関連図書:安藤忠雄(著)「冷房」、「朝日新聞」、1991年7月30日夕刊

共感覚法 五感を結ぶ(意味のレトリック1 意味を転換する)

「共感覚法」は、「深い味」のようにある感覚に対する表現が他の感覚の表現を借りて表わされるレトリックである。(ここでは、味覚表現が視覚表現を借りている)

著者は、勝見洋一の味エッセー『恐ろしい味』から例文を引用して、「共感覚法」を解説している。

「すみれ色」の夕暮れの空を見て、口の中が「甘くなった」。子供のころにほおばった飴玉の色に似ていたからです。思い出のなかで一体となっていた視覚と味覚が、ふと追体験されたのでしょう。ここでは視覚が味覚を刺激しました。・・・(中略)・・・・共感覚法は、五感のつながりによって生まれます。(抜粋)
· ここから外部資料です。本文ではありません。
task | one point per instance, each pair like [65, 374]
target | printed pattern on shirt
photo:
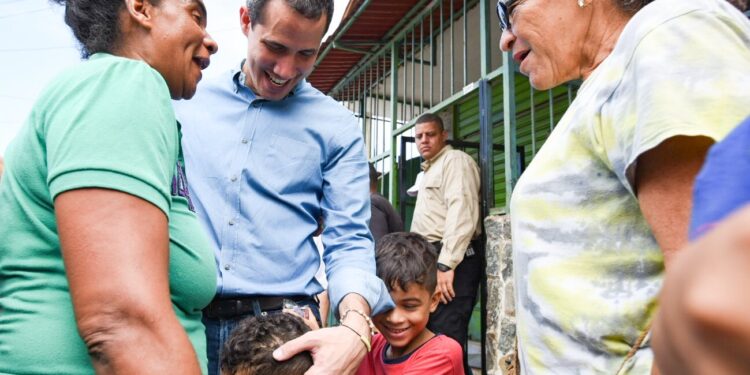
[587, 267]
味覚は、五味(甘味・苦味・酸味・塩味。旨[うま]味)に加えて、「おいしい」、「まずい」を合わせてもそれほど多くの表現がない。そこで、その不足を他の感覚で補う必要がある。

共感覚法は、味覚以外でも展開する。例えば、聴覚では「大きな音」「明るい声」「暗い声」「高音」「低音」「甘い声」「黄色い声」などがある。